One of the things I did find fascinating about you is that you have long argued against the inexactness of language and the overwriting that occurs due to it:
Epstein rails against the lapse in the standards of language use that allows clarity and correctness to be sacrificed for popular and political trends. Epstein is clear about what he feels are the effects of such inexactness: “The condition of language today is such that communication threatens to be clogged, perception clouded, the possibility for serious discourse lessened,” he wrote in Commentary. Reality itself is threatened, asserts Epstein, by vague and abstract terms that obfuscate the meaning behind the words.
With that in mind, I’d like express a thought in a clear, correct and accurate way in regard to your efforts to minimize the work of people like Dr. Jill Biden:
You are an asshole.
I mean this, of course, in a metaphoric and figurative sense that should help you see yourself as being held in limited esteem and worth. However, I also mean this in an actual sense, given your stasis and actions:
- You’re a wrinkled, tightly puckered element that nobody wants to deal with.
- When you express yourself noisily in public, smart people are left disgusted and quickly move away from you.
- When you open up and fully express yourself, it’s to expel an odoriferous waste product of limited value.
- Individuals with common sense see what you have produced and quickly flush it away.
In sum, I hope this helps you learn a little something on the off chance you crawl out of your hole again and pontificate about education, academic credentials and how women should “behave.” If not, rest assured that you’ll have plenty of doctors out there, willing and able to give you the mental enema you so desperately need.
Sincerely,
Vince Filak
(also a real doctor)
Thanks, Vince, for addressing this. (It’s funny that this followed so closely on last week’s post.)
When I was a grad student, I was fortunate to have been mentored by some of the most well-known researchers in the field. In most cases, that resulted in wonderful recommendations and contacts that I still benefit from.
But, as I found out to my horror and too late to do anything, one recommendation described how great I was with his kids. I was his assistant for 2+ years and babysat for he and his wife once, but my child-care skills got top billing.

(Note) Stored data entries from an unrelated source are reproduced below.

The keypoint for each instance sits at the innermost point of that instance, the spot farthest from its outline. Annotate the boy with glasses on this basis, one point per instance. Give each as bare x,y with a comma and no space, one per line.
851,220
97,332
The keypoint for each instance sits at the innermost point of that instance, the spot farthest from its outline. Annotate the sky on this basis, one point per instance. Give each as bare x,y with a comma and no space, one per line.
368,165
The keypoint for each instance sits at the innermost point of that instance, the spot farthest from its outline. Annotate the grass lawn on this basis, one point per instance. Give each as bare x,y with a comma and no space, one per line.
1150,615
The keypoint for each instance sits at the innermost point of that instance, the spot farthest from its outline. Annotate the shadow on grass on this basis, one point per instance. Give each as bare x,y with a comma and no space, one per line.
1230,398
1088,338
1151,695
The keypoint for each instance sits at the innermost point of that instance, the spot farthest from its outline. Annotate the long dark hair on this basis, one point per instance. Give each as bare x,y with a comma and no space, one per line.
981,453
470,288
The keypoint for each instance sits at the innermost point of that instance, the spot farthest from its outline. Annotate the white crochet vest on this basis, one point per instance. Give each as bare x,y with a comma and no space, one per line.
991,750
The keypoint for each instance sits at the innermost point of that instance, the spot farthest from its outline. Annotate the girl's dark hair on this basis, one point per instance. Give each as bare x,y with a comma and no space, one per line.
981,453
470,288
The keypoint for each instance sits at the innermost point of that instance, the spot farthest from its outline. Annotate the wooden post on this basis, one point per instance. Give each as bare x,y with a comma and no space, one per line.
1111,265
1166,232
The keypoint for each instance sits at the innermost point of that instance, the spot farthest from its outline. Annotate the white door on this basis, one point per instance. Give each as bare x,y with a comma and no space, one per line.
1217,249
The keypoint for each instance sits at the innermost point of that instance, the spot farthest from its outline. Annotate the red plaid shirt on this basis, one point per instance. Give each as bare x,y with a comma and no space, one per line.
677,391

It is definitely a luxury of the dominant and the established to eschew the titles that establish one’s bona fides. I know that I’m the one asked for copies, for office supplies, the one called “Mrs.,” when my male colleagues are presumed to be real professors. I can only imagine the assumptions made about colleagues with less privilege than my own.
And, those who sneer at Dr. Biden’s dissertation title and topic: she researched how to help community college students succeed. Is there any topic more crucial to higher education, to the national economy, to the well-being of a society, than learning how to make the massive investment we make in education bear fruit for the individual and for all of us?
Right on, Vince. Except I would have called him a “flaming asshole.”
We had quite a laugh reading this piece. Many thanks!! Terry Oroszi, Ed.D.